I’m going to oversimplify the machine learning pipeline, but essentially it works by splitting data in two parts: the training set and the test set. You can give the algorithm, say, 80% randomly selected transactions to train on. The algorithm will hopefully learn the pattern by seeing which transactions were actually fraudulent and which one were not. To know whether it actually learned, you will then give it the 20% transactions it never saw before, hide whether they were fraudulent or not, and ask the algorithm to guess.
And the algorithms guess quite well! In one version of the IBM dataset, the state of the art has a precision of 85% – meaning 85% of all flagged transactions are actually fraudulent – and a recall of 74% – meaning it captures 74% of all fraudulent transactions: a transaction has only one chance out of four to pass unnoticed.
However, Ada and Lasse argued that this standard machine learning pipeline does not work for the money laundering case. The IBM dataset contains data from different banks and different countries. If you take a random 80% sample of all transactions to train on, you’re de facto assuming that there exists an international agency that can access data from all the banks in all the countries in the world. Does this agency exist? No. Should it exist? Probably not, as it would wield an amount of power over the world that even the purest of the angels would be tempted to abuse.
What happens in the real world is that the banks will only analyze the transactions that they process directly. They will flag some transactions as suspicious and send them to the national authority. The national authority will receive only the suspicious data from all the banks. Since this is still more than can be managed manually, they will also run some sort of machine learning, to identify the most suspicious transactions. It is a two-step pipeline with some non-trivial interactions between two machine learning algorithms. This is the realistic pipeline the money laundering detectors should be evaluated with.
What happens if we do? In the same scenario as before, the precision takes a bit of a hit: it goes down from the original 85% to 75%. This is unfortunate, but not extremely critical. The real problem is with recall, which plummets from 74% to 24%. Now a fraudulent transaction has three chances out of four to pass unnoticed, the failure case has tripled!
And here’s another serving of food for thought. Remember that in this realistic pipeline we have to apply two detectors: one for the banks and one for the central authority. If we were to apply the state of the art method, the one that performs the best in the one-step evaluation, we would get a worse result, with recall going down to 7%. To get to 24% we need either the banks or the central authority to use a simpler method.
Why is this happening? Likely, it’s a combination of two things. At the first step, each bank can only use its own data. This means that each independent training set is much smaller and therefore an over-complex state of the art method might not be able to learn enough with this little amount of data. At the second step, the central authority does not receive a random sample of transactions any more, but a selected sample of the most suspicious ones. This likely breaks the assumptions on which a money laundering detector is founded.

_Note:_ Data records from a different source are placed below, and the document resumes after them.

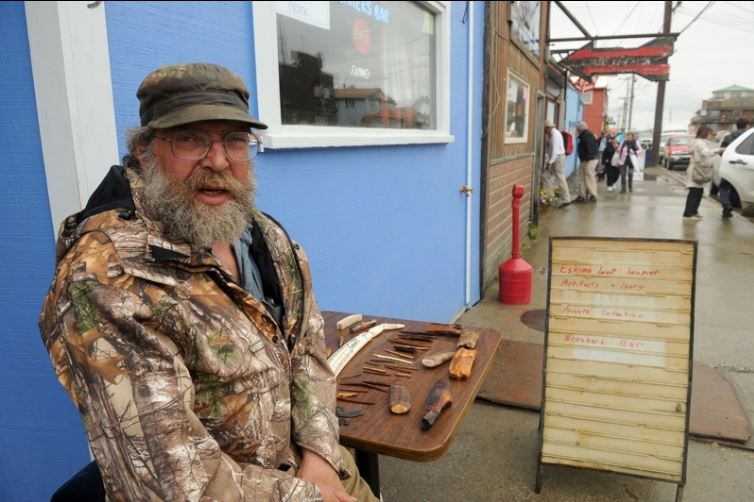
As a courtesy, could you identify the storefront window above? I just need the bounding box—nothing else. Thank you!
[275,1,437,129]
[511,2,541,57]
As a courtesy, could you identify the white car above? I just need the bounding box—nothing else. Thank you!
[720,128,754,216]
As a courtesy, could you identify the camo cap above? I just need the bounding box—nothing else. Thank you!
[136,63,267,129]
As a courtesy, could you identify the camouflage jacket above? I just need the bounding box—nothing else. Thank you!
[40,166,340,501]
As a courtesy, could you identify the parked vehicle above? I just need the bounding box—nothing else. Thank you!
[720,128,754,216]
[663,134,694,171]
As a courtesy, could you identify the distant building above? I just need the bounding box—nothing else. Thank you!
[581,87,607,135]
[691,85,754,131]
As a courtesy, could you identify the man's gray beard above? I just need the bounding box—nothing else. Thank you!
[143,158,256,248]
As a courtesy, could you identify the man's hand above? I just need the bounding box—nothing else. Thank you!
[296,448,356,502]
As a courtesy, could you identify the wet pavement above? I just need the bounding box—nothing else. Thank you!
[380,168,754,502]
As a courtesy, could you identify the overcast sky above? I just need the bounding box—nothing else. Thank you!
[550,1,754,130]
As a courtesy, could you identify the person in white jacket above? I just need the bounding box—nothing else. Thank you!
[683,125,723,220]
[545,120,571,207]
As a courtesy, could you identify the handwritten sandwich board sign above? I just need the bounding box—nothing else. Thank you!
[535,237,696,500]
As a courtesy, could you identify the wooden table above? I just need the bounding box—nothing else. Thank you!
[322,312,501,497]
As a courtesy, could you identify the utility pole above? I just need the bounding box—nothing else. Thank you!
[626,74,636,131]
[650,0,673,166]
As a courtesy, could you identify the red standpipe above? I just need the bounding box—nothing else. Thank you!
[498,185,533,305]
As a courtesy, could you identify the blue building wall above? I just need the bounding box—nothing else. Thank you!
[0,2,88,501]
[0,2,484,502]
[106,2,484,321]
[565,85,584,178]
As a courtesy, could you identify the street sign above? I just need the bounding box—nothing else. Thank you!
[560,37,673,81]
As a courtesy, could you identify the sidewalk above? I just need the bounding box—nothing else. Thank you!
[380,168,754,502]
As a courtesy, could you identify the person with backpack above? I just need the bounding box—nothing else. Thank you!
[618,132,642,193]
[576,122,599,202]
[545,120,571,207]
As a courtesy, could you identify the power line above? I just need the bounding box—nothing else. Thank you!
[612,2,641,35]
[723,2,754,14]
[678,2,715,35]
[584,2,600,33]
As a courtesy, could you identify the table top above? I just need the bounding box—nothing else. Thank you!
[322,312,501,461]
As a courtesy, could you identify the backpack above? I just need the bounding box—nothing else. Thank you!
[560,131,573,155]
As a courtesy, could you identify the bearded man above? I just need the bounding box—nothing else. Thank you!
[40,63,376,501]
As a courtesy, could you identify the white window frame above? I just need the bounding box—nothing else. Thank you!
[24,1,119,234]
[252,1,454,149]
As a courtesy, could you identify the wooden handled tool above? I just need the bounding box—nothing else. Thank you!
[422,378,453,431]
[424,323,462,336]
[335,314,363,347]
[351,319,377,335]
[390,384,411,415]
[448,347,477,380]
[456,329,479,349]
[422,350,455,368]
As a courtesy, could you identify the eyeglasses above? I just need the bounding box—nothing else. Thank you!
[155,131,260,162]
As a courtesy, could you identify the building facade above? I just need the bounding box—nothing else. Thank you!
[481,2,560,290]
[0,1,484,501]
[580,87,607,137]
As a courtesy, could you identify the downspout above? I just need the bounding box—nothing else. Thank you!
[464,2,472,308]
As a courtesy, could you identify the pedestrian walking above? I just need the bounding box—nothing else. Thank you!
[618,132,642,193]
[545,120,571,207]
[597,129,608,182]
[576,122,599,202]
[683,125,724,220]
[602,133,620,192]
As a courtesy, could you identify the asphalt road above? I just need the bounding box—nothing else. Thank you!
[380,168,754,502]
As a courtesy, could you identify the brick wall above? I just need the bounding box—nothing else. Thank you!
[483,156,534,290]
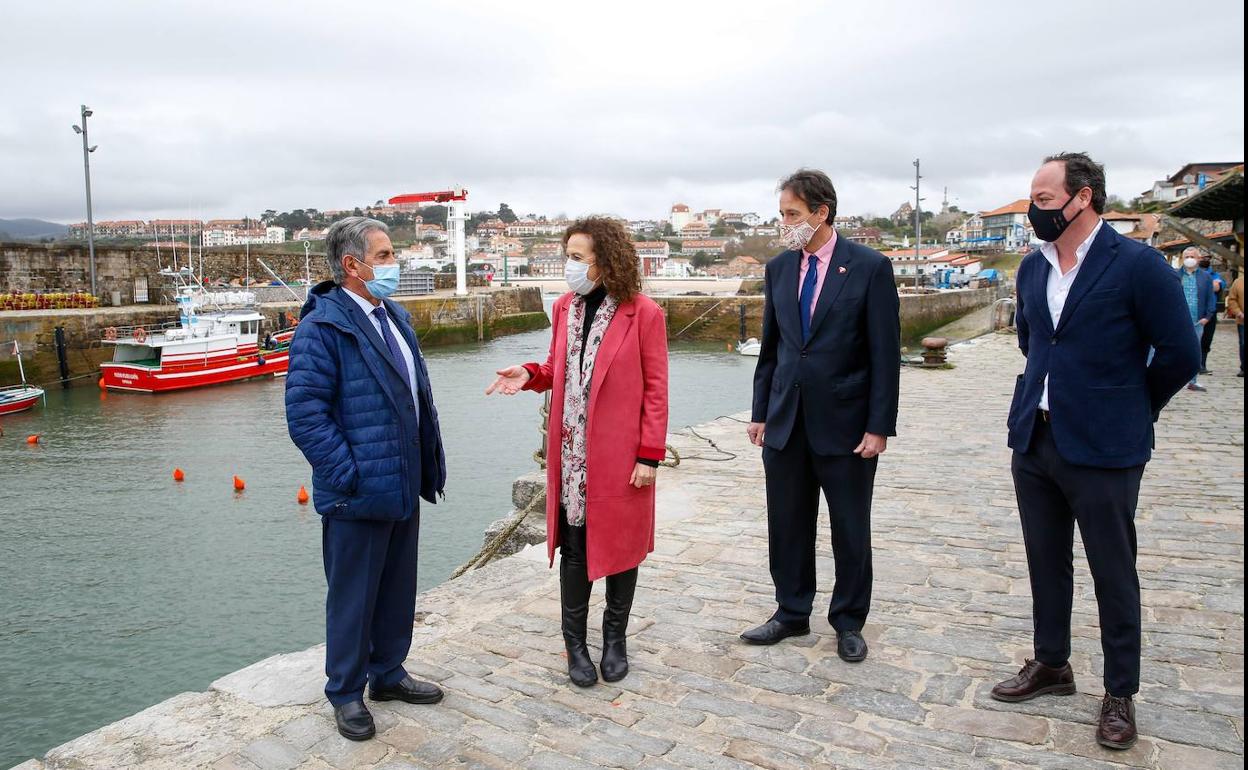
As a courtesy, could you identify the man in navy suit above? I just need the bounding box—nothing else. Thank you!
[741,170,901,663]
[286,217,447,740]
[992,152,1201,749]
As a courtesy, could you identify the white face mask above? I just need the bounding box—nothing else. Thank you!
[563,260,598,295]
[780,214,815,251]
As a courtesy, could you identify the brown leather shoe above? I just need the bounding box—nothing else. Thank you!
[1096,694,1138,751]
[992,659,1075,703]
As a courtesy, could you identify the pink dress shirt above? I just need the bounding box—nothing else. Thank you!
[797,227,836,318]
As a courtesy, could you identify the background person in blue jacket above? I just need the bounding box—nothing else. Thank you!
[992,152,1201,749]
[286,217,447,740]
[1179,246,1226,381]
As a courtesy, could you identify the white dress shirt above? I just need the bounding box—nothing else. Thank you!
[342,286,421,421]
[1040,220,1104,412]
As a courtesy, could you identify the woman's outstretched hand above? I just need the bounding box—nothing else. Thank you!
[485,366,529,396]
[628,463,656,489]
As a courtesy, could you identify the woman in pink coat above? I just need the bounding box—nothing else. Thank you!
[485,217,668,686]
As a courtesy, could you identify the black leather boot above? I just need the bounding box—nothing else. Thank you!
[602,567,636,681]
[559,521,598,688]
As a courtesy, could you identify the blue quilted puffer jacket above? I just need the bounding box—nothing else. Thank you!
[286,281,447,520]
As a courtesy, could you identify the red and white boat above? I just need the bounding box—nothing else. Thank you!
[0,339,44,414]
[100,274,295,393]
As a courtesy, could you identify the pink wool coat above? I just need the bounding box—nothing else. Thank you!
[524,292,668,580]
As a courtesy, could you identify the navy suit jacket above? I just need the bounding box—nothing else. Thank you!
[1008,219,1201,468]
[751,236,901,456]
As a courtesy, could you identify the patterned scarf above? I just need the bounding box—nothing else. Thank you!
[559,295,617,527]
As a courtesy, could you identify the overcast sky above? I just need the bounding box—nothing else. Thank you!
[0,0,1244,222]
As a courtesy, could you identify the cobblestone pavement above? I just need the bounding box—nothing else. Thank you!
[29,329,1244,770]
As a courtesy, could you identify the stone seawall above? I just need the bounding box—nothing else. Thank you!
[19,329,1244,770]
[0,287,550,386]
[654,287,1008,342]
[0,243,328,305]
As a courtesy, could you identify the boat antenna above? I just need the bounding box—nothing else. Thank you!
[256,257,303,302]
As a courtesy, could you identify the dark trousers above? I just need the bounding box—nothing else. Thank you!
[321,510,421,706]
[1236,323,1244,372]
[763,408,879,631]
[559,507,639,618]
[1201,313,1218,369]
[1011,417,1144,698]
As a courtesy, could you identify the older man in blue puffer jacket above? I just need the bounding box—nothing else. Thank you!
[286,217,447,740]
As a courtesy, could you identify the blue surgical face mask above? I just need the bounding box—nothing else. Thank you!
[352,257,399,300]
[563,260,598,295]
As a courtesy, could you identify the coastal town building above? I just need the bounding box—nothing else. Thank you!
[1139,161,1243,203]
[668,203,694,232]
[980,198,1033,251]
[633,241,671,277]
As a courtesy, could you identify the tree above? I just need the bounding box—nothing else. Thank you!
[421,206,447,227]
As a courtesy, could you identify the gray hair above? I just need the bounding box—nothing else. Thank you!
[324,217,389,285]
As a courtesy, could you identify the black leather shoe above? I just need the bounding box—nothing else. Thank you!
[1096,693,1137,751]
[559,521,598,688]
[333,700,377,740]
[836,623,866,663]
[368,676,442,703]
[741,620,810,644]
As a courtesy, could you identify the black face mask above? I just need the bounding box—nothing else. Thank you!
[1027,195,1083,243]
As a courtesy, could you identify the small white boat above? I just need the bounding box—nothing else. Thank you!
[0,339,44,414]
[736,337,763,357]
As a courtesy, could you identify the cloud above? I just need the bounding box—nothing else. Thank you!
[0,0,1243,221]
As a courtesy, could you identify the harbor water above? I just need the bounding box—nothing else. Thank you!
[0,315,756,768]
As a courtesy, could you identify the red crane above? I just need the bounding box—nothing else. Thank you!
[389,187,468,296]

The good news is that all of this is fixable, although it requires a lot of coordination between all the stakeholders. Banks can partner and use federated learning, each keeping their own data but being able to exploit what has been learned by the algorithm on the other banks’ data. Central authorities should coordinate with the banks and agree on which algorithms each should be using, because if these actors don’t talk and each use the state of the art method, this will likely result in a worse outcome. Finally, machine learning practitioners should use our updated evaluation pipeline in two steps to get a proper picture of how a machine learning algorithm is used in the real world.